Forget the WiFi Network
When connecting to a network for the very first time via your iPhone/iPad, the device saves the network in the memory. Therefore, it will be easier for the user to automatically connect to the network when in range without having to re-enter the password again. However, that small memory file can be corrupted, and it may affect the connection speed or the connection itself. By forgetting the network, you are clearing out DHCP info and cache. To forget the WiFi network; simply navigate to:
Settings → Wi-Fi → Your Wi-Fi network → Forget This Network → Forget
Reset Network Setting
If your iPhone/iPad is experiencing issues connecting to any WiFi network, not just a singular network, then resting the network setting might solve your issue. Reset Network Setting is very similar to Forgetting Wi-Fi Network except it works on a broader scale and covers more objects. Over time, you will connect to multiple different networks and your iPhone/iPad will remember those networks, so you don't have to connect to them manually every time. By resetting the network settings, the iOS will remove all saved network credentials (ex. WiFi passwords), Virtual Private Networks (VPN), Access Point Names (APN), cellular settings, and Bluetooth settings. This method may be a quick fix for other issues on the iPhone/iPad like “No service" issue, iMessage not working, and if the device can’t be synced to iTunes.
Settings → General → Reset → Reset Network Setting → Enter your Passcode → Reset Network Setting
If you are experiencing trouble connecting to a specific network, then the problem might be with the router and not your device. Like your iPhone/iPad, there are two ways to reset your wireless router. You can either reboot the router or reset it. Resetting the router should be the very last resort. It is usually used to reset the WiFi passwords, ISP passwords, and firewall settings. However, it will help if the wireless router is having trouble assigning your iPhone/iPad an address. It is rarely used for WiFi connectivity troubleshooting. Rebooting the router should fix any WiFi connectivity related issues.
- Unplug the power connector. It is usually located in the back of the router.
- Keep it unplugged for 10 seconds.
- Plug the power cable back in.
- Internet connection will drop for about 30 seconds until the router is rebooted.
- Locate the small “reset” hole.
- Use a small paperclip or a pen to reset the router.
- Hold for 10 seconds WHILE the router is turned on.
- The router is back to its factory default settings.

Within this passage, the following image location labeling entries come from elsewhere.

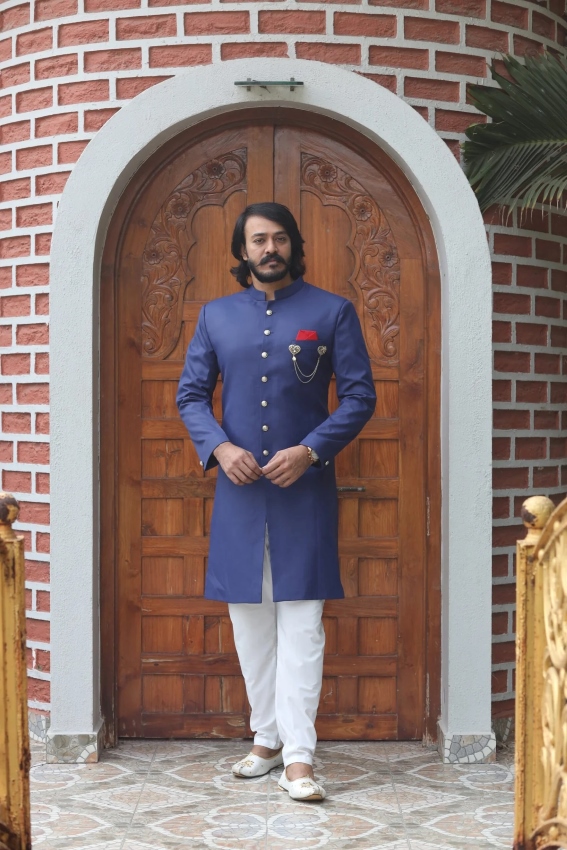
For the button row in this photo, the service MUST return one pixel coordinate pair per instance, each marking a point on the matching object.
(267, 332)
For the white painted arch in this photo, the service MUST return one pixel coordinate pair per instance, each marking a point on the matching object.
(87, 203)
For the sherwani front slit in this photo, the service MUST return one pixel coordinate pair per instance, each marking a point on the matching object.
(280, 647)
(271, 401)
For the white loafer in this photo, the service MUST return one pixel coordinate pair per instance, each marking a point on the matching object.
(304, 788)
(253, 765)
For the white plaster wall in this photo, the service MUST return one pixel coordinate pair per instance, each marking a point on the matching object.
(90, 196)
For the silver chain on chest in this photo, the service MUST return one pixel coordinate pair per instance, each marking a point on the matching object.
(301, 376)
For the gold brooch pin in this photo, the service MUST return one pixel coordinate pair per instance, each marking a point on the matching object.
(295, 350)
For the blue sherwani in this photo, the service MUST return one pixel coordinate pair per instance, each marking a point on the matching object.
(246, 339)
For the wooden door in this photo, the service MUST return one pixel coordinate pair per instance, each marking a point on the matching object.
(177, 673)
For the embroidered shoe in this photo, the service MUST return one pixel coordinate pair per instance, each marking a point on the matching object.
(253, 765)
(303, 788)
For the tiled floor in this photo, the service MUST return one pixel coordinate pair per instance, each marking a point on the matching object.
(168, 795)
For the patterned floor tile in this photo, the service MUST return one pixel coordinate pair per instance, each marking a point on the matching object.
(175, 795)
(404, 798)
(140, 797)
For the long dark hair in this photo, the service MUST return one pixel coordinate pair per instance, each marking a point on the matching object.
(280, 215)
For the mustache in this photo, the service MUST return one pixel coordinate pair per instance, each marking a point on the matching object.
(269, 258)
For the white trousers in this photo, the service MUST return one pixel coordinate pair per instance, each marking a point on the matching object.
(280, 647)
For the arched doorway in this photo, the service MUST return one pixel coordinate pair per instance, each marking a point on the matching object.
(169, 667)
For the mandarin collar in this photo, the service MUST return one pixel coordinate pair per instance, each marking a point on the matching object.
(286, 292)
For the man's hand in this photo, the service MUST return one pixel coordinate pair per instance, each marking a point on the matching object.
(239, 465)
(287, 466)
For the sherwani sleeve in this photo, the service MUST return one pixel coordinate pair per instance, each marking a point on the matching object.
(195, 393)
(355, 389)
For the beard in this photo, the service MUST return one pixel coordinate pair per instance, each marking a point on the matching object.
(270, 275)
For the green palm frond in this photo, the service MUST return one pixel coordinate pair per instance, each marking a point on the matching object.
(520, 159)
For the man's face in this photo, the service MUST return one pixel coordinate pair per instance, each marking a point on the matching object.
(267, 249)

If none of the prior troubleshooting steps work and the problem persists, then it might be a hardware issue and not software. In this case, you should visit your local genius bar. They will run a series of tests to pinpoint the exact issue of the device. Unfortunately, Apple does not fix/replace WiFi antennas. Instead, they will replace your phone at a cost. However, if your phone is less than a year old or under AppleCare+, then it should be a free replacement.